Amazon SageMaker Debugger

Warning

This page is no longer supported for maintenence. The live documentation is at Debug and Profile Training Jobs Using Amazon SageMaker Debugger and Debugger API.

Amazon SageMaker Debugger allows you to detect anomalies while training your machine learning model by emitting relevant data during training, storing the data and then analyzing it.

Background

Amazon SageMaker provides every developer and data scientist with the ability to build, train, and deploy machine learning models quickly. Amazon SageMaker is a fully-managed service that encompasses the entire machine learning workflow. You can label and prepare your data, choose an algorithm, train a model, and then tune and optimize it for deployment. You can deploy your models to production with Amazon SageMaker to make predictions at lower costs than was previously possible.
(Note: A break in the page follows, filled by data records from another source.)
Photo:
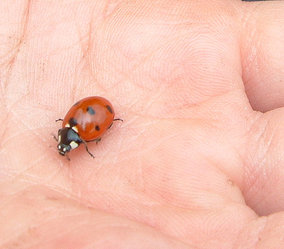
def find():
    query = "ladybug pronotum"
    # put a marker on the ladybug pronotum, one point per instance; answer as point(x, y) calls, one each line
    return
point(86, 121)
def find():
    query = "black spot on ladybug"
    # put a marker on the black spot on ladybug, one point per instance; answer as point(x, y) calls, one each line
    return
point(90, 110)
point(72, 122)
point(109, 109)
point(77, 103)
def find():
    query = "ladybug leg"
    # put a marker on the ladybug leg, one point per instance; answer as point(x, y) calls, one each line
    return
point(68, 158)
point(56, 138)
point(87, 149)
point(95, 140)
point(98, 140)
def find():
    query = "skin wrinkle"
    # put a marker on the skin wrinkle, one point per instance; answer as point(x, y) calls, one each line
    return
point(117, 181)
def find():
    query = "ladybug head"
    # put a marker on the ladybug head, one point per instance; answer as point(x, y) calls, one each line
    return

SageMaker Debugger provides a way to hook into the training process and emit debug artifacts (a.k.a. “tensors”) that represent the training state at each point in the training lifecycle. Debugger then stores the data in real time and uses rules that encapsulate logic to analyze tensors and react to anomalies. Debugger provides built-in rules and allows you to write custom rules for analysis.

Setup

To get started, you must satisfy the following prerequisites:

  • Specify an AWS Region where you’ll train your model.

  • Give Amazon SageMaker the access to your data in Amazon Simple Storage Service (Amazon S3) needed to train your model by creating an IAM role ARN. See the AWS IAM documentation for how to fine tune the permissions needed.
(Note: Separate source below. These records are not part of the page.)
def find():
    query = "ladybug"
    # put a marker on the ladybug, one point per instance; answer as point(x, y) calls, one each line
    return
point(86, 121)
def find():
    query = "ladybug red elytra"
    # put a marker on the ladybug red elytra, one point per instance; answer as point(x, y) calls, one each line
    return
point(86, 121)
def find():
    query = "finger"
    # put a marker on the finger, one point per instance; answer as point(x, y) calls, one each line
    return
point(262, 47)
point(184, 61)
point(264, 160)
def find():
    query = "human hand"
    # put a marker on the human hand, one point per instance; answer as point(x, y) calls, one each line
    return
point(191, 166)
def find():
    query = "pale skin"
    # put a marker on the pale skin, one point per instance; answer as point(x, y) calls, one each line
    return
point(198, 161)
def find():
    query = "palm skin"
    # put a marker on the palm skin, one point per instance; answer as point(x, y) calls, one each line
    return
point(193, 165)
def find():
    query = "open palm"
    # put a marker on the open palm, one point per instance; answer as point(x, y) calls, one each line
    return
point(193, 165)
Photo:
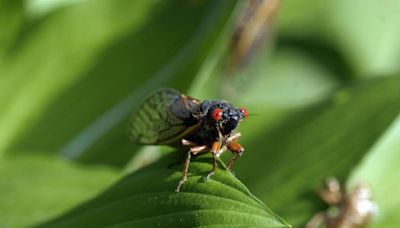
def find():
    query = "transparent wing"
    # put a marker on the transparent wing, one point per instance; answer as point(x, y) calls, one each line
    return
point(162, 118)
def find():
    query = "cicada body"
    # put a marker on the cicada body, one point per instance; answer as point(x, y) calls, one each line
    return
point(168, 117)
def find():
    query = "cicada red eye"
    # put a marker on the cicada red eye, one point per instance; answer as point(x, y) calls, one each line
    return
point(244, 111)
point(217, 114)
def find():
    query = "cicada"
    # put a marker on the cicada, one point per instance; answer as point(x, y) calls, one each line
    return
point(353, 209)
point(168, 117)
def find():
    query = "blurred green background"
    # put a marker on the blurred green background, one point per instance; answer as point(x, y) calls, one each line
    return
point(321, 81)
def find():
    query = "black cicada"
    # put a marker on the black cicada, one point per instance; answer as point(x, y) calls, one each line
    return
point(168, 117)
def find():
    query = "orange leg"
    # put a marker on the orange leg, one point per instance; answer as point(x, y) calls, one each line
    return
point(215, 148)
point(193, 150)
point(237, 150)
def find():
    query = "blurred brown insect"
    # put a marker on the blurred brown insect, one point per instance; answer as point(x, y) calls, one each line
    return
point(352, 209)
point(168, 117)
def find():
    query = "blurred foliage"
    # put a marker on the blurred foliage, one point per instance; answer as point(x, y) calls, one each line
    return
point(323, 91)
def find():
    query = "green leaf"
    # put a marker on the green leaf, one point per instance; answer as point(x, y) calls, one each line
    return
point(34, 188)
point(365, 32)
point(146, 198)
point(80, 97)
point(379, 170)
point(324, 140)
Capture real-time debugging data during model training in Amazon SageMaker

To enable data emission for debugging model training, Amazon SageMaker initializes a “hook” which attaches itself to the training process and emits data necessary for debugging, i.e. tensors. To provide the hook’s configuration, specify the option called DebuggerHookConfig when training your model. For more about the DebuggerHookConfig object, see the API documentation.

The DebuggerHookConfig accepts one or more objects of type CollectionConfig, which defines the configuration around the tensor collection you intend to emit and save during model training. The concept of a “collection” helps group tensors for easier handling.
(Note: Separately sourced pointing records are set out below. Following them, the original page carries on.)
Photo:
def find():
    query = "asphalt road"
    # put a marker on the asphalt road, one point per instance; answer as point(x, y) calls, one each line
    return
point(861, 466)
from sagemaker.debugger import CollectionConfig, DebuggerHookConfig

collection_config = CollectionConfig(
    name='collection_name',
    parameters={
        'key': 'value'
    }
)

debugger_hook_config = DebuggerHookConfig(
    s3_output_path='s3://path/for/data/emission',
    container_local_output_path='/local/path/for/data/emission',
    hook_parameters={
        'key': 'value'
    },
    collection_configs=[
        collection_config
    ]
)

estimator = TensorFlow(
    role=role,
    instance_count=1,
    instance_type=instance_type,
    debugger_hook_config=debugger_hook_config
)

Specifying configurations for collections

Collection Name

name in CollectionConfig is used to specify the name of the tensor collection you wish to emit and store. This name is used by SageMaker Debugger to refer to all the tensors in this collection. You can supply any valid string for the collection name. In addition, there are “built-in” collections, whose names are recognized by the hook, that you can emit simply by specifying their names. Examples of these collections are “gradients”, “weights”, “biases”, etc. A full list is available at SageMaker Debugger Built-in Collections.

To emit and store one of the built-in collections:

collection_config_biases = CollectionConfig(name='biases')

Collection Parameters

To specify additional configuration for a particular collection, use parameters in the CollectionConfig. This parameter provides a mapping that defines what group of tensors are saved and how frequently they are to be saved.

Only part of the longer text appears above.